What is Dizziness?
Dizziness is not an independent disease but occurs as a symptom in the context of various pathologies. The underlying disease cannot always be precisely identified. It is therefore a major psychological burden for many sufferers.
The term dizziness generally describes the disturbance of spatial perception. There are two types of dizziness:
- Systematically directed dizziness (vertigo) with the emergence of an illusion of movement as actual dizziness in the narrower sense
- Undirected dizziness without the illusion of movement, rather than a general malaise or feeling of lightheadedness
Causes of dizziness
The causes of dizziness are varied and not always precisely definable. An important finding for the further treatment of dizziness is the distinction between vestibular causes (dizziness based on disturbances of the balance organ in the inner ear) and non-vestibular causes. The non-vestibular causes can be attributed to disorders of the central or peripheral nervous system, the cardiovascular system, the eyes, or the psyche.
Disorders of the sense of balance in the inner ear are referred to as vestibular causes of dizziness. The inner ear is the part of the human ear that is inside the bony skull. It consists of hearing and vestibular organs and is in constant communication with the brain via its nerve tracts. The balance organ (vestibular apparatus) consists of three semi-circular canals and two so-called macular organs. They contain fluid and hair cells that are responsible for translating mechanical signals from the inner ear into electrical nerve signals. The position of the body in space and acceleration forces are recorded in the inner perceived and passed on to the brain. In diseases of the inner ear, these signals can be distorted, which leads to dizziness.
Indications of vestibular disorders are paroxysmal, sudden dizziness, and dizziness when moving. Even small movements of the head are enough, so dizziness can also occur when lying down. The information from the sense of balance does not match the information from the other senses due to the false illusions of movement. The brain cannot classify the different information, so sudden dizziness, nausea, and vomiting can occur.
There are many causes of dizziness that are not based on disturbances in the vestibular system. The causes are often comparatively harmless: not drinking enough fluids, dizziness at altitude, or motion sickness (dizziness caused by unusual acceleration). Dizziness can also be caused by serious diseases of the cardiovascular system, the cervical spine, the visual system, or the nervous system. Mental illnesses can also be associated with dizziness.

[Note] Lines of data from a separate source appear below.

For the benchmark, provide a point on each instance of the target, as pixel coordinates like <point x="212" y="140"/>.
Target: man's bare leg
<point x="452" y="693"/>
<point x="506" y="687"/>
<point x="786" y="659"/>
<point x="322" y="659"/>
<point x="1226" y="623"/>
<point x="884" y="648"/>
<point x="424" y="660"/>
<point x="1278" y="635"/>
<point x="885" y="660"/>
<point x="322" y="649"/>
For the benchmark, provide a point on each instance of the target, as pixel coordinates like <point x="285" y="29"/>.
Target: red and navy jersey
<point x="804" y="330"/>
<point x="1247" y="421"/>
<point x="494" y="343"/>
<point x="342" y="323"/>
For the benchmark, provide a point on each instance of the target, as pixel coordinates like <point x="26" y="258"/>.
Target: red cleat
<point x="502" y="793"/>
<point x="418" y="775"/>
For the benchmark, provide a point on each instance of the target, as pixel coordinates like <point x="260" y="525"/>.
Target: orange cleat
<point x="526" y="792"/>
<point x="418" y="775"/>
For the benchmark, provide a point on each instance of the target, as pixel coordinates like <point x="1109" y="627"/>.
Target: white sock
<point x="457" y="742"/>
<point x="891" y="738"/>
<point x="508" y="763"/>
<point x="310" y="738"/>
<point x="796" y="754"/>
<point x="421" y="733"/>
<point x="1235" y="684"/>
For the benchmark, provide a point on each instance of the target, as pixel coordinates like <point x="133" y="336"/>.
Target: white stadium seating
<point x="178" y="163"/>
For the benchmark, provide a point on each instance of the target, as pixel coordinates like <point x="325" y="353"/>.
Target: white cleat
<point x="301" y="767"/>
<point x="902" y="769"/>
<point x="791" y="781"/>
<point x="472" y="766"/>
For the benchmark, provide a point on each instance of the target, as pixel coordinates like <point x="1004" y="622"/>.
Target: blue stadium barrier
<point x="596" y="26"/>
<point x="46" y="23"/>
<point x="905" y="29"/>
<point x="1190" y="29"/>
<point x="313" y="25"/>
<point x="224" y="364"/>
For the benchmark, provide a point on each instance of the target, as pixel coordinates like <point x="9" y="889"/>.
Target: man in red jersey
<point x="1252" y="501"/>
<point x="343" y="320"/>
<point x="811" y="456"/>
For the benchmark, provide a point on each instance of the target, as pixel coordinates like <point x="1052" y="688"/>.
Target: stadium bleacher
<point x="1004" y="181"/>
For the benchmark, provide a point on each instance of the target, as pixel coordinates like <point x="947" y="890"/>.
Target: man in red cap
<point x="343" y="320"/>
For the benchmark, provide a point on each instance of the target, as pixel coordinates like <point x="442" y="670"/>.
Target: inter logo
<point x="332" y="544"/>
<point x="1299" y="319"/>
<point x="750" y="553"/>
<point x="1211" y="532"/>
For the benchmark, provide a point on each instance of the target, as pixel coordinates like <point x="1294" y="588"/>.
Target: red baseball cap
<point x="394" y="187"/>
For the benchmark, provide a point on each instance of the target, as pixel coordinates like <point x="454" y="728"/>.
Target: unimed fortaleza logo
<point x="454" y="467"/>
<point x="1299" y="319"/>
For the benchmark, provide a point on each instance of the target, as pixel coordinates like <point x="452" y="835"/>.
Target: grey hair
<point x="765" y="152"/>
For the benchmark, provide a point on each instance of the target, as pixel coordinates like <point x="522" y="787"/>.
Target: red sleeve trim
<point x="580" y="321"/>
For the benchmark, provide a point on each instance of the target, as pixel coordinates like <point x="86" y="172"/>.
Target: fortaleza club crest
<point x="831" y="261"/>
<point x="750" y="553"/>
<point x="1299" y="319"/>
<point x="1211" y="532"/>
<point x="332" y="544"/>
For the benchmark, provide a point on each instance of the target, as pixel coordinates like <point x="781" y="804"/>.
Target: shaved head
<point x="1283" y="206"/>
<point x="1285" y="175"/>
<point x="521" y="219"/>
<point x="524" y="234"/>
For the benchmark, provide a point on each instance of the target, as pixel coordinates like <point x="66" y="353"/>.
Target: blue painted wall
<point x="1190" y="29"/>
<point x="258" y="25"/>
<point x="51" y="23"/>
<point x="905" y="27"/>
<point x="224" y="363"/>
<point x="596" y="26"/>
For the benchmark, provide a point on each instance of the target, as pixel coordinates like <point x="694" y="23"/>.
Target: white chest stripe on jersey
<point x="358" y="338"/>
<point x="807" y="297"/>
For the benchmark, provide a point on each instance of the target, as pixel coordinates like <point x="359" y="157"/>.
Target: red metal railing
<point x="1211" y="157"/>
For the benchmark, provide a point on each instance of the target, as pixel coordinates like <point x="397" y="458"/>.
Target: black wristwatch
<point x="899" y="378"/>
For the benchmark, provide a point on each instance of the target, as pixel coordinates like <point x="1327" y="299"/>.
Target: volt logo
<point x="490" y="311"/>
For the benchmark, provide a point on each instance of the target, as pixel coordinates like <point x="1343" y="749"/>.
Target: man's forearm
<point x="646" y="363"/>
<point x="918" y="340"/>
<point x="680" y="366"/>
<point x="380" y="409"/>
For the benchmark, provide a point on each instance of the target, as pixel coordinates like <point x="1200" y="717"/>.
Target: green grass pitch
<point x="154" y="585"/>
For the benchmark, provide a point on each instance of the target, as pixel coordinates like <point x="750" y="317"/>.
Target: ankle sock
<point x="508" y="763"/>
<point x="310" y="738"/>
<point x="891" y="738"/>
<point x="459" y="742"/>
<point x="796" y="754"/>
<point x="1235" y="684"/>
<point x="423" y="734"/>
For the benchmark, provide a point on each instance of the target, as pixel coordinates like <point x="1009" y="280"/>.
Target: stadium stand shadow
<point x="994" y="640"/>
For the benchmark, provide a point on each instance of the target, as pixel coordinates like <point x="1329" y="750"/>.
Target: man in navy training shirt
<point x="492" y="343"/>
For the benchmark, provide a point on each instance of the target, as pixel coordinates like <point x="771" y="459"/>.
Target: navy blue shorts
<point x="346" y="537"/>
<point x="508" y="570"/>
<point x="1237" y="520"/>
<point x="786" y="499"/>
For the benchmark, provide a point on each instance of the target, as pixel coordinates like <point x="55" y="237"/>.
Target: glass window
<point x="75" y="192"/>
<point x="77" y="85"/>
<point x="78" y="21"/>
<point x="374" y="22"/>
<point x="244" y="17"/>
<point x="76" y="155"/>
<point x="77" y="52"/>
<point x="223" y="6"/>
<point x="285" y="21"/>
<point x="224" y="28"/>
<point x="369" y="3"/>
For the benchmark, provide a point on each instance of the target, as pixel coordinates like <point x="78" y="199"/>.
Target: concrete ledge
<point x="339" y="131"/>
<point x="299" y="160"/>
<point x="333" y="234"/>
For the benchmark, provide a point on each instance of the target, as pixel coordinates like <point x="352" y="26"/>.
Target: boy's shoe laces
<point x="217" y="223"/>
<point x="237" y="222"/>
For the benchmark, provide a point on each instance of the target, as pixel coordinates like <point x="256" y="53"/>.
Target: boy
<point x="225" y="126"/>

Dizziness is a major physical and mental burden. Treating the symptom is very important to prevent falls or complications. The therapy always depends on the cause of the dizziness. If a specific disease is a cause, it should be treated accordingly. But what to do against dizziness?
Basically, it is important to ensure sufficient fluid intake. Drinking a lot prevents blood pressure drops and improves the blood flow to the organs and thus the oxygen supply. Exercise also stimulates the circulatory system and contributes to better blood circulation. Regular endurance sport also strengthens muscles and connective tissue, especially in the legs (the so-called muscle pump). This helps blood flow from the legs back to the heart more easily via the veins.
In the case of known motion sickness and height vertigo, medication against dizziness can be taken if exposure is unavoidable.
If dizziness is suspected as a side effect of certain medications, they should be discontinued if possible and replaced with alternatives.